The lab has open projects in several broad areas of research:
The primary research project of our lab has to do with what we call “conceptual foundations” work in evolutionary theory. How should we – in general, as opposed to in specific natural populations – think about the causal structure of evolution by natural selection? What role do various concepts like fitness, selection, drift, and mutation play? In particular, evolutionary theory is filled with invocations of probability and statistics. But how should we understand this? How many sources of chance are there, and how should they be interpreted?
To explore this question, work in our group has offered new analyses of the concept of fitness, and is currently working on how to understand the “chancy” impact of genetic drift and historical contingency in macroevolution. Future work hopes to synthesize these components into a broad view of the basic causal structure of evolutionary theory.
If we are to understand the current role of chance in evolutionary theory, we must also understand the history that led to chance having played that role. Our group thus has an extensive historical focus, considering the ways in which Darwin understood chance, and, moving slightly farther forward in history, how the biologists who first introduced statistical reasoning into evolutionary theory – particularly Francis Galton, Karl Pearson, and W.F.R. Weldon – conceptualized their work. Seeing why these biologists believed (several decades before the development of “modern” evolutionary theory) that chance and statistics were integral to their work remains an enormously rewarding effort.
Work in our lab focuses on the collaboration between W.F.R. Weldon and Karl Pearson, particularly their approach to natural selection and inheritance. We work both with publicly available and archival materials, and welcome students and collaborators whose primary interest is in the history of science.
One important task for philosophers of biology is to be able to “take the pulse” of the biological literature. With regard to our research questions, for example, what are biologists currently saying about historical contingency? Or about fitness?
Answering such a question is enormously difficult, in no small part thanks to the magnitude of the biological literature. Thousands of articles are published every day – we clearly cannot expect to answer broad-scale, general questions about biology journals without the aid of computer analysis.
To that end, our group has created a text analysis system for journal articles – the RLetters application – and a particular installation of that system supplied with a corpus of articles in evolutionary theory – evoText.
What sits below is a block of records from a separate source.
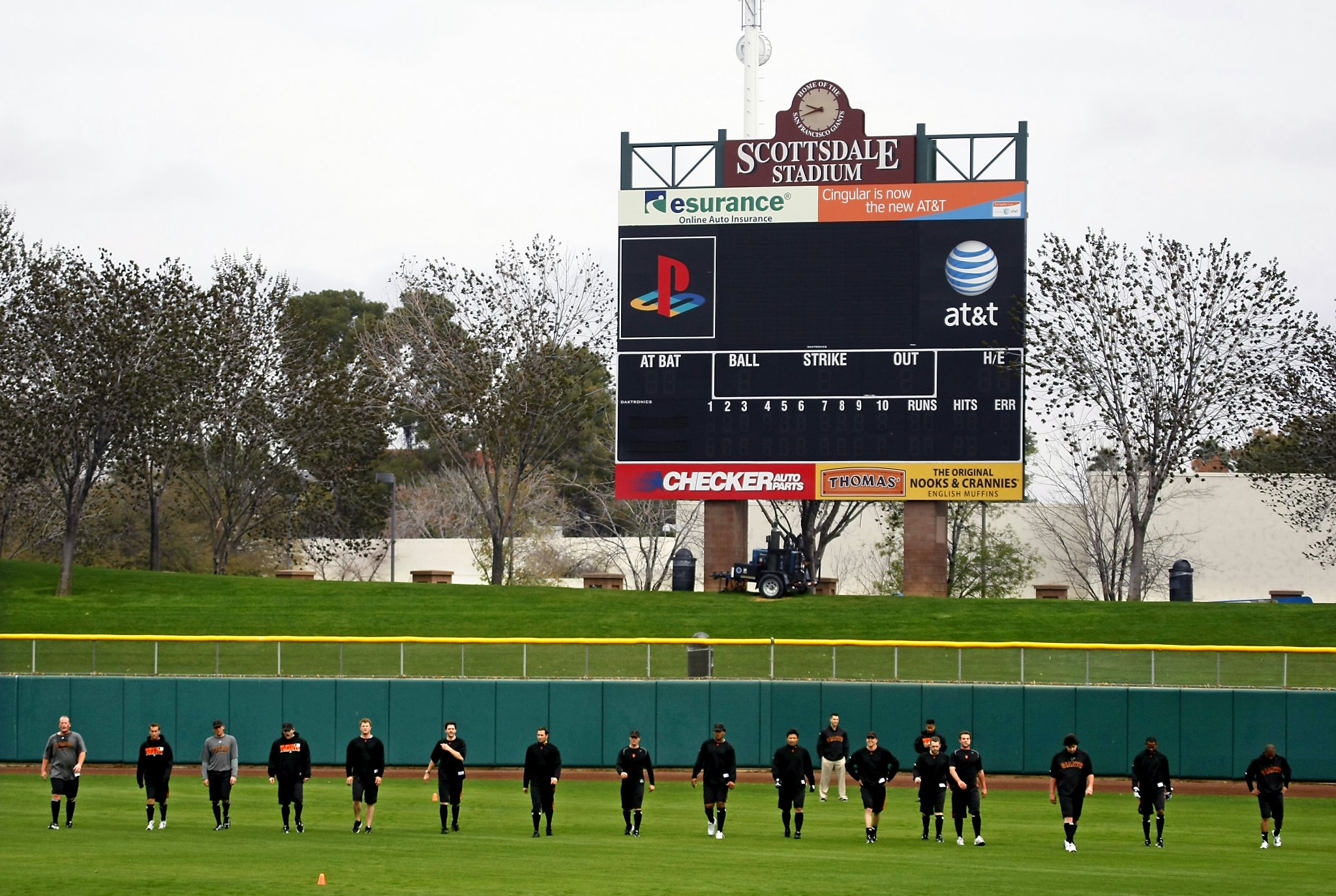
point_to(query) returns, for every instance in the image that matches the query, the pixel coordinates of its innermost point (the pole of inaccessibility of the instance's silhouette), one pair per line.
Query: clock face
(818, 110)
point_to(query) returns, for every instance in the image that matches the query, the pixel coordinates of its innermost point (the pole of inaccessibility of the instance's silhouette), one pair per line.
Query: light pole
(389, 477)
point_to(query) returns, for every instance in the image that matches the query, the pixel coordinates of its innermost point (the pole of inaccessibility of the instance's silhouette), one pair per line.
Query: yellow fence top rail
(812, 642)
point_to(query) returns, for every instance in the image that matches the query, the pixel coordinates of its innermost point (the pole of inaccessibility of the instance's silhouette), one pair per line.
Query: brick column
(925, 548)
(726, 539)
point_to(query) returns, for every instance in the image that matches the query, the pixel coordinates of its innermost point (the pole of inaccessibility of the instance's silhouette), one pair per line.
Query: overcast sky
(336, 139)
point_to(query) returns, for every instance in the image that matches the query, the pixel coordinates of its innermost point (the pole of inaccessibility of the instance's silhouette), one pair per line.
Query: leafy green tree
(1157, 349)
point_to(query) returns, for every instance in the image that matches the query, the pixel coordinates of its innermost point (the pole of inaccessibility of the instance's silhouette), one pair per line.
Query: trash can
(701, 659)
(1180, 581)
(683, 572)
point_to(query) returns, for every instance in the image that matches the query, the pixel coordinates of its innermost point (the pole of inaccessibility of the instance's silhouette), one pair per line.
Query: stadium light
(389, 477)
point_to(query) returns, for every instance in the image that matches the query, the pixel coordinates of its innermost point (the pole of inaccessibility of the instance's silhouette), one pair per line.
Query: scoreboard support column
(925, 548)
(726, 539)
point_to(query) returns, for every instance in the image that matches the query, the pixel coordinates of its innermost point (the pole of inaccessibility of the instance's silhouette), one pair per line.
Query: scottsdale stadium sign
(819, 139)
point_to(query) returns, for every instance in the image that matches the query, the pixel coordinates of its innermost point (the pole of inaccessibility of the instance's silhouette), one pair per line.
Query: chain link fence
(778, 659)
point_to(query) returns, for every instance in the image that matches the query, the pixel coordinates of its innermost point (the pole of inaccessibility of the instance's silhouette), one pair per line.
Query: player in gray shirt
(63, 760)
(218, 766)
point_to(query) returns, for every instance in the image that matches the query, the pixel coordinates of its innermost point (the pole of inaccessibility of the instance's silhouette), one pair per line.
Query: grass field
(127, 601)
(1212, 844)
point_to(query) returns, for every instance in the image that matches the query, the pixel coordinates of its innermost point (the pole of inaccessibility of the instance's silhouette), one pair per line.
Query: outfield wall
(1208, 734)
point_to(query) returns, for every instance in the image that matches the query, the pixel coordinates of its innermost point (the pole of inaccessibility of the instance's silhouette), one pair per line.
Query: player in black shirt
(448, 756)
(154, 772)
(633, 768)
(791, 768)
(932, 772)
(718, 762)
(969, 784)
(290, 768)
(1271, 775)
(1072, 780)
(541, 772)
(364, 767)
(1152, 787)
(873, 767)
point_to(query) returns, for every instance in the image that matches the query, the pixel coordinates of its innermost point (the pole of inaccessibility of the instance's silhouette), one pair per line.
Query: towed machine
(780, 569)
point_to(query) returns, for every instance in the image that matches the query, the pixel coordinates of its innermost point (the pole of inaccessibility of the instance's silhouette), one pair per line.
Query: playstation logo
(667, 278)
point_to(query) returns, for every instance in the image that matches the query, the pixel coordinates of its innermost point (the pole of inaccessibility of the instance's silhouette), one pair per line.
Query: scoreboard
(822, 342)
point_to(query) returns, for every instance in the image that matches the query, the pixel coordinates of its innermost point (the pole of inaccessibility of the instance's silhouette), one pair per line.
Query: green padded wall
(998, 725)
(1203, 732)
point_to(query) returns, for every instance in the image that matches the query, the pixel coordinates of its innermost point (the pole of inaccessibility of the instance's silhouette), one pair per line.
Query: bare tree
(1087, 525)
(500, 368)
(1159, 349)
(813, 524)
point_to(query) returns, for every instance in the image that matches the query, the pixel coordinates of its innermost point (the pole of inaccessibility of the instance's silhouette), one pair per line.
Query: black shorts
(365, 791)
(932, 801)
(874, 796)
(965, 801)
(289, 790)
(715, 792)
(793, 796)
(449, 788)
(1152, 800)
(543, 796)
(67, 788)
(632, 794)
(219, 787)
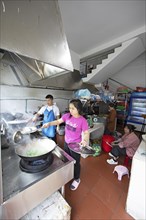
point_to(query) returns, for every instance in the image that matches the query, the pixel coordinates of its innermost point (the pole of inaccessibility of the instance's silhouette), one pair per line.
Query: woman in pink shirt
(126, 145)
(76, 131)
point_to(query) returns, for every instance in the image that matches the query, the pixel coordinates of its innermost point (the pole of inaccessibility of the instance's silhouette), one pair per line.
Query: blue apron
(51, 130)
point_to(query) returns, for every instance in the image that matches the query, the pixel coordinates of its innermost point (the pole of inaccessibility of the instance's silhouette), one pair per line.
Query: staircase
(114, 61)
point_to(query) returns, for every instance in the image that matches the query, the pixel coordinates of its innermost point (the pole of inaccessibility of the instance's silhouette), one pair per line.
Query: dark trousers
(117, 151)
(76, 157)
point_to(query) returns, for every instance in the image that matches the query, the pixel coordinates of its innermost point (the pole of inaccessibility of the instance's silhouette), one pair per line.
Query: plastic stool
(121, 170)
(126, 160)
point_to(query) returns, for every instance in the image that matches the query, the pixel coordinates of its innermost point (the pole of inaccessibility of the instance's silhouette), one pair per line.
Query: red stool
(106, 142)
(127, 160)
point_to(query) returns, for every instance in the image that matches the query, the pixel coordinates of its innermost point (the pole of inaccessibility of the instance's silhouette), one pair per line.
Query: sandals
(75, 184)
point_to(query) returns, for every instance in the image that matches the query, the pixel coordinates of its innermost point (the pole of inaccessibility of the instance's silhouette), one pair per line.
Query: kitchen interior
(93, 53)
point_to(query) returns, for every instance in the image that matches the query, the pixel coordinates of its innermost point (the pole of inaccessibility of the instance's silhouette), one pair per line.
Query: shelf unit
(122, 100)
(137, 109)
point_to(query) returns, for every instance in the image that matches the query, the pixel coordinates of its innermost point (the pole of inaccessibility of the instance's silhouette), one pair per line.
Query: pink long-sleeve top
(130, 142)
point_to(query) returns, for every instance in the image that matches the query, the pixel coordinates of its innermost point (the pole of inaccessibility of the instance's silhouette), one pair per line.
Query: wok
(36, 149)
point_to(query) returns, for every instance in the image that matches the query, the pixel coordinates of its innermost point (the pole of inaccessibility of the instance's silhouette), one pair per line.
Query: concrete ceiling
(92, 26)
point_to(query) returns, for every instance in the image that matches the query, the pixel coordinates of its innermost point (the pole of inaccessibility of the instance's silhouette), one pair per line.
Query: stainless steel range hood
(34, 46)
(34, 30)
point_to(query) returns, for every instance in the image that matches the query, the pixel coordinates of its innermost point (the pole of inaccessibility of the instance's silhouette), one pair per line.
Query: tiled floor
(100, 194)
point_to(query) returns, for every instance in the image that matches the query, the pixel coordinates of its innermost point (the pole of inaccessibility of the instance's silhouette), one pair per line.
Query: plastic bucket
(106, 141)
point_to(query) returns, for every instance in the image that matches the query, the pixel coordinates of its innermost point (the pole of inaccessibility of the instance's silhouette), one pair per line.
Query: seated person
(126, 145)
(111, 120)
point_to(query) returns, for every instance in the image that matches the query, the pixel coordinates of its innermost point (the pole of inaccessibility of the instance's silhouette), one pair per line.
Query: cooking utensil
(17, 137)
(29, 130)
(36, 149)
(77, 148)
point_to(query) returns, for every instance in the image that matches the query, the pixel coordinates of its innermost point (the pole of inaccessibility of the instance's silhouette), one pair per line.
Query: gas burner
(37, 165)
With these tools, one can perform sophisticated analyses of the literature in evolutionary theory without extensive digital-humanities expertise. These tools are under active development, and we are excited to work with anyone interested in the digital humanities on increasing their capabilities.
Our group also studies the contemporary structure of the scientific community, particularly the combination of contemporary technology, “democratized” and “garage-scale” science, and emerging weapons technologies (such as unmanned aerial vehicles and cyber-warfare). Prof. Pence is a member of the John J. Reilly Center’s Emerging Technologies of National Security and Intelligence research project, a collaborative, worldwide group of scholars focused on these problems.